シャルロッテンブルグのお値段&住み心地

衝撃的な事件の後、ベルリンに戻って来て、数日後に引越したのは、西側のお金持ち地区、シャルロッテンブルグ

この家はベルリンのG語学学校の掲示板でゲットしたんだけど、家を見に行った時、ここもすっごい感動したの。
まず、場所。ベルリンの観光地としても有名なシャルロッテンブルグ城、そこへ通じる並木道に面した「アルト・バウ」。この建物は昔、お城に勤める公務員が住んでいたもので、ホントに由緒のある上品なカワイイさの建物。しかも建物の表と裏に庭があってさ・・・。当時、ドラッグパーティや同居人のホストっぷりで疲れきっていた、iiinuにはオアシスに見えたね。

iiinuが住むことになったのは、建物の一番上の部屋。いわゆる屋根裏なんだけど、天井は結構高かったし、部屋もかなり広かった。前の入居者が日本語ペラペラのドイツ人で、部屋には簾の間仕切りとかがあったんだけど、そんなに気にならないくらいの日本趣味だったから、iiinu的にもOKだったし。その人が炊飯器や日本食とかを置いていってくれたので、それも嬉しかった。

一応、ここもWGで同居人がいたんだ。でも、彼女はゴェティンゲンで小学校の先生をしていて、ここの家には一ヶ月に1回来るか来ないかって感じで、ほぼ一人暮らしだったの。それに、彼女がいない時は、彼女の部屋も使っていいって言われてさ。

即決しちゃったよ。ちなみに家賃は一ヶ月630マルク(電気・暖房代込み)。当時、円がかなり強かったから、3万円ちょいって感じ。台所も結構設備がちゃんとしてたし、バスタブはなかったけど、シャワーと洗面が白いタイルで、明るくって、窓からは緑も見えてさ、いい感じだったのよ。まぁ、この時点での唯一の不満は、洗濯機が地下にあって、コイン式のものだったことくらいかな。

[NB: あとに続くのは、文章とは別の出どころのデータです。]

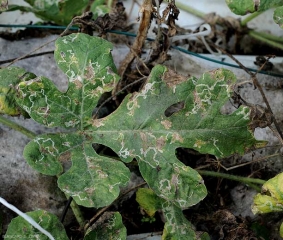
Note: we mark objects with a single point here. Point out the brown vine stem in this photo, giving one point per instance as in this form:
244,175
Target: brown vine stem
146,9
256,84
43,45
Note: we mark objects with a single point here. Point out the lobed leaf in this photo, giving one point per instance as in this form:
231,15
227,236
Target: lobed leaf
9,78
90,69
148,201
176,227
19,228
108,226
138,129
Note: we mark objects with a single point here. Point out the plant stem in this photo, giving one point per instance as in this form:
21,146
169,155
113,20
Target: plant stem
249,18
267,38
191,10
17,127
261,37
245,180
78,214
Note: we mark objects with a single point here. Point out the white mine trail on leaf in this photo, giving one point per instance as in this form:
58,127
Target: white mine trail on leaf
41,141
76,194
146,152
133,104
167,124
164,187
214,144
72,123
123,152
244,113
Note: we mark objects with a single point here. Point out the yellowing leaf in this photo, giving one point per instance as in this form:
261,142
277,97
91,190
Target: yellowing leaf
138,129
271,199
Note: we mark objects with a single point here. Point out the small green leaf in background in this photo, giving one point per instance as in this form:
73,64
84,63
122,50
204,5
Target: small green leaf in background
99,8
148,201
9,78
243,7
134,130
19,228
108,226
176,227
3,5
271,199
278,16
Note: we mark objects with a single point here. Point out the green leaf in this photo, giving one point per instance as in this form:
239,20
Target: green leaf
9,78
243,7
271,199
108,226
99,8
3,5
137,129
21,229
148,201
57,11
177,227
278,16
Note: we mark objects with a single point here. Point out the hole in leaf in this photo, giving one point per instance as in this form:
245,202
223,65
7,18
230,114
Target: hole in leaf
176,107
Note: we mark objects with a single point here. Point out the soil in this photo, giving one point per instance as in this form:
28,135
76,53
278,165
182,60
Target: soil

もう、引越したばっかりの時はすっごい嬉しかったよ。だって、iiinuの人生の中で、一人暮らしって初めての経験だったのね。しかも、お城のお庭とかが散歩コースっていう、超ゴージャスな環境でさ。「あぁ、落ち着くわ〜、平和ってステキ。」って思ったね。

でも、人生、いいことばかりじゃないのである。この夢のような家にも問題はあったのである。しかも、かなり致命的な・・・。

引っ越してきて、思ったのは「なんか、寒いかな?」ってこと。でも、部屋が広いから、暖房がまだ部屋にまわってないのかなって、いいように解釈してたんだ。でも、真実はすぐ判明したね。

ここの家、家主が暖房代節約の為に、夜の10時には暖房のスイッチを切ってたのさ。しかも、暖房の設定温度自体も低めになっていて、暖房が動いてる時間でも薄ら寒い・・・。

引っ越した当時、12月で冬、真っ盛りって感じでさ、夜型人間のiiinuはかなりきつかったよ。部屋に居るのに、ババシャツ+セーター+ジャージ。その上、ニットの帽子や靴下2枚重ね。下の階に住んでる人が、iiinuのところに来た時、そのカッコに慄いていた。でも「やっぱり、この家、寒いわよね。家主に文句言わないとね。」って言って帰っていった。しかし、その後も暖房問題は全く解決しなかった・・・。

でも、まぁドラッグとかに比べれば、こんなもんはチョロいのである。
それに一人の気楽さはなんと言っても格別!後ね、iiinuの弟が卒業旅行で友達とベルリンに遊びに来る予定だったから、同居人の部屋を弟達に提供できるのも、姉としてちょっといい感じだったしさ。

たまに来る同居人は、超潔癖症のドイツ人で、掃除のことでうるさく言われたり、私の部屋に私が不在の時に入って、テレビを勝手に見てたり、宿題のノートをチェックされたりっていうこともあったけど、少なくともお金とかを騙し取るような人じゃなかったしね。

結局、ここは4ヶ月住んだのかな。その後、大学に入る準備をするために、日本に数ヶ月戻らなくっちゃだったから。そうね、できれば春か夏に住みたかったな、この家は。